…Между тем в России наступила вторая половина пятидесятых годов, и советская власть начинала выказывать первые признаки одряхления. Я же в своем тупом максимализме и своей максималистской ненависти к ней не желал ничего понимать. Моя будущая жена пыталась уговорить прочесть «Не хлебом единым» Дудинцева, а я презрительно отнекивался – какая, мол, разница, ну на гран больше правды, но не настоящая стопроцентная правда, коль напечатали, а если так, зачем утруждаться? Я вообще больше уже не читал ничего советского, и когда чуть позже появился Аксенов, и я все-таки стал проглядывать, то все равно не мог читать из чувства презрения к такой шитой белыми нитками поверхностной полусоветской бойкости. Так продолжалось до появления «Одного дня Ивана Денисовича», который был – урра, наконец-то! – настоящий и стопроцентный, но сколько до того прошло времени! «Один день» был для меня то же самое, что до того фильмы Феллини, Бергмана и Антониони, то есть откровение истины. Но на этот раз – урра, наконец-то свое откровение – идеал, к которому я сам смутно стремился. Наконец-то моей неудовлетворенности приходил ответ, хотя от этого она не исчезала, а только начинала больше мучить: ведь это я сам хотел написать что-нибудь такое, берущее все под корень, а вместо того писал, хоть и «правдивое», но сугубо личностное и, следовательно, камерное. И иначе я не умел. С момента, когда я стал писать, я знал, что стоит только так писать, чтобы было абсолютно непечатаемо, иначе и трудиться не стоит, но постепенно выяснилось, что и непечатаемого было мало. Мой недостаток состоял в том, что я себя слишком изолировал, слишком был «несоветский» человек, то есть слишком жил внутри себя. Кроме каких-то личных черт, тут сыграли роль мое южное изнеженное происхождение и идейная аморфность семьи плюс дядин антисоветизм. Коли в пятнадцать лет (как сейчас помню) в день рождения Кирова, сидя под отрывным календарем в своей комнате, я вдруг ясно понял, что Кирова уничтожил Сталин, куда мне было отсюда идти? (Это был 1946 год.) Много лет спустя я ужасно завидовал московским друзьям в том, что они сперва были искренними комсомольцами и только потом разочаровались. Таким образом, в их жизни произошла идеологическая драма, и они больше были внутри советской жизни и потому больше могли выкрикнуть против нее (например, Синявский).
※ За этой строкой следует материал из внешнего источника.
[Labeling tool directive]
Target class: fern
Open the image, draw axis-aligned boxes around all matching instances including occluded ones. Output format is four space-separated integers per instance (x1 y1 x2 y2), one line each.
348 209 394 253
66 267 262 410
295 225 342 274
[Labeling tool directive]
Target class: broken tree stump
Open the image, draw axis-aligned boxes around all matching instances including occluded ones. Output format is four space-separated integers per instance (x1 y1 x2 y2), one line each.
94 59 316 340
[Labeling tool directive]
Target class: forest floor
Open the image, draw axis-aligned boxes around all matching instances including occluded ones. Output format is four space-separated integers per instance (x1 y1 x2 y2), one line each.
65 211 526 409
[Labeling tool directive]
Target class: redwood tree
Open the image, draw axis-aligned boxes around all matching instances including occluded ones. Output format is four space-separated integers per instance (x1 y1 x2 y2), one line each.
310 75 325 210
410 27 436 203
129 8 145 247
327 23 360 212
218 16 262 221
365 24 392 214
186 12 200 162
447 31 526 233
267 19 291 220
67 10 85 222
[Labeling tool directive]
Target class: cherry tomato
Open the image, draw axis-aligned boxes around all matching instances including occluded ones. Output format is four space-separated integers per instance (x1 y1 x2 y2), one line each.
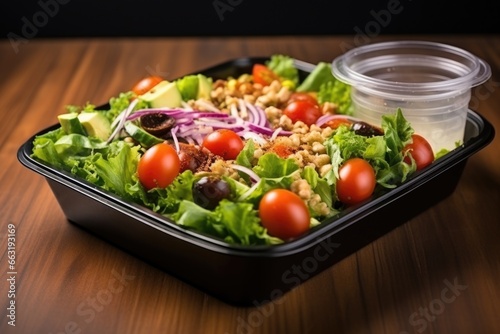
138 143 180 190
322 117 353 129
283 100 322 126
131 76 163 96
202 129 244 160
288 92 319 106
259 189 310 240
336 158 376 205
403 134 434 170
252 64 280 86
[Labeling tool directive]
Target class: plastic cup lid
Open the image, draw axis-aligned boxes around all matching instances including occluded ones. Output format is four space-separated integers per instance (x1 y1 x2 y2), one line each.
332 40 491 96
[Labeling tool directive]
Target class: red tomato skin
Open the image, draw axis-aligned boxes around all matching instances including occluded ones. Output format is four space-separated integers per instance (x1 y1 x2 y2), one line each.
252 64 279 86
336 158 376 205
288 92 319 106
132 76 163 96
259 189 310 240
138 143 180 190
403 134 434 170
283 100 322 126
322 117 353 130
202 129 244 160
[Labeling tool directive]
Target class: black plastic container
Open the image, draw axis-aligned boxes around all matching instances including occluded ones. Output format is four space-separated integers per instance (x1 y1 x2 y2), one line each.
17 58 495 306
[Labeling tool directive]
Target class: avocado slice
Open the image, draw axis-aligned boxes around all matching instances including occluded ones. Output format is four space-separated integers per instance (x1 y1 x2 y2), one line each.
139 80 182 108
176 75 199 101
197 74 213 99
58 113 87 136
77 112 111 140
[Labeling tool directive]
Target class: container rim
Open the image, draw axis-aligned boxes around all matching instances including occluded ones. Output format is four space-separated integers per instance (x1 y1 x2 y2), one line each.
332 40 492 96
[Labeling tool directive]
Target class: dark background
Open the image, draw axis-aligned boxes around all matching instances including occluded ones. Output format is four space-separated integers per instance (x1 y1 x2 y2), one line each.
2 0 499 39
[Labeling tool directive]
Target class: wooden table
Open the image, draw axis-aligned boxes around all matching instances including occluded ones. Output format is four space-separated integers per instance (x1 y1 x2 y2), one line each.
1 35 499 334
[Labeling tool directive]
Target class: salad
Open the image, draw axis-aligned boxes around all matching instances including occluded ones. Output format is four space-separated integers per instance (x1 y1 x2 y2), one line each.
31 55 438 245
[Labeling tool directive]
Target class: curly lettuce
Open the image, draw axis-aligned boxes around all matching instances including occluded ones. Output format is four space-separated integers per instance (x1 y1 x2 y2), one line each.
266 54 299 87
323 108 416 190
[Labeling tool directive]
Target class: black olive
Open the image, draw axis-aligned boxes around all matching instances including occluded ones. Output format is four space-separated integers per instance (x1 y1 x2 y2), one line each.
192 176 230 210
140 113 176 137
352 121 384 137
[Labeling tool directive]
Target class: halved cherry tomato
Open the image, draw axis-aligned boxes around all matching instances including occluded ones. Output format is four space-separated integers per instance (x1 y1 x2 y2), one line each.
322 117 353 129
403 134 434 170
336 158 376 205
288 92 319 106
283 100 322 126
131 75 163 96
138 143 180 190
252 64 280 86
202 129 244 160
259 189 310 240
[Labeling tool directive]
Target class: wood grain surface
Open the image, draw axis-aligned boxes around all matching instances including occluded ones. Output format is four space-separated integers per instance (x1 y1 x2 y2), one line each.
1 35 499 334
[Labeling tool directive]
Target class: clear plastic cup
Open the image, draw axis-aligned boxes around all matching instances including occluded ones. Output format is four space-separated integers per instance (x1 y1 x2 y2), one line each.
331 40 491 152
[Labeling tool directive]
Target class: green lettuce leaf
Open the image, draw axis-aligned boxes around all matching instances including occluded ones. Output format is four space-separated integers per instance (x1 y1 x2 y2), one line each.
152 170 197 214
253 153 299 178
381 108 414 164
266 54 299 87
296 62 335 92
235 140 255 183
107 91 149 122
171 199 282 245
93 141 143 200
317 80 353 115
323 109 417 191
235 153 301 204
302 166 334 216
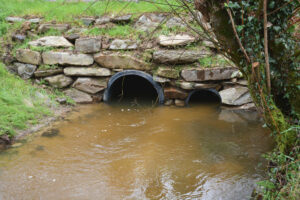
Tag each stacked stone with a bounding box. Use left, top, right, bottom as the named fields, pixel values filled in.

Но я так давно окостенел в своем антисоветизме и скорлупе внутренней жизни, что не знал ничего социального и потому не мог написать ничего антисоветского…

…И вот пятидесятые годы, хрущевская «оттепель». Страна Россия, что ни в сказке сказать ни пером описать: все та же трогательно интимная связь между властью и творческой интеллигенцией («не дай бог ему писать стихи и ссориться с царями»). На хрена это народу, поскольку не кормит его и не поит? На хрена это властям, поскольку они ни хрена не понимают в искусстве и совершенно в нем не нуждаются? Тем не менее. Тем не менее вода в корыте советского существования вдруг покрывается рябью свежего ветерка, и души пескарей-интеллигентов затаиваются, приняв эту рябь за океанскую (поскольку себя они полагают рыбинами океанского масштаба). Как моему герою приспособиться к этому времени? Склад его психики весьма своеобразен. Он, например, не верит заграничным радиостанциям, когда они говорят о культе Сталина. Он злится на их какую-то диккенсовскую наивность, на то, что они отстали и судят все сентиментально-личностно, не понимая нашей ультрасовременной марксистской сути. Совершенно ясно, что «там», в Политбюро, все конечно же, безлико-одинаково. Не важно, Сталин ли, Молотов ли, кто еще – одна моноликая, централизованная, управляющая нами наподобие робота сила. Это любопытная деталь указывает, насколько его сознание сформировано и дегуманизировано марксизмом-ленинизмом, отрицающими роль личности в истории и упирающими на классы, то есть безликие множества. Но вот следует смерть Сталина, и мой герой, абстрактное дитя абстрактных времен, впервые сталкивается с намеком (пока еще только намеком!) на то, что жизнь – это совсем не то, что он предполагал. Хрущевская оттепель как-то проходит мимо него, он вообще не читает советскую литературу, будь то Ажаев или Дудинцев. Приходит время фильмов из народно-демократических стран, и он отсиживает бесконечное количество сеансов на фильме Вайды «Пепел и алмаз», чтобы, замерев восторженным сердцем, выскочить вместе с Цибульским на дорогу и очередь за очередью косить из автомата коммунистов. И он чувствует себя трогательно обреченным: со смертью персонажа Цибульского умирает его примитивная романтика антикоммунизма, и на смену ей готовится прийти что-то иное.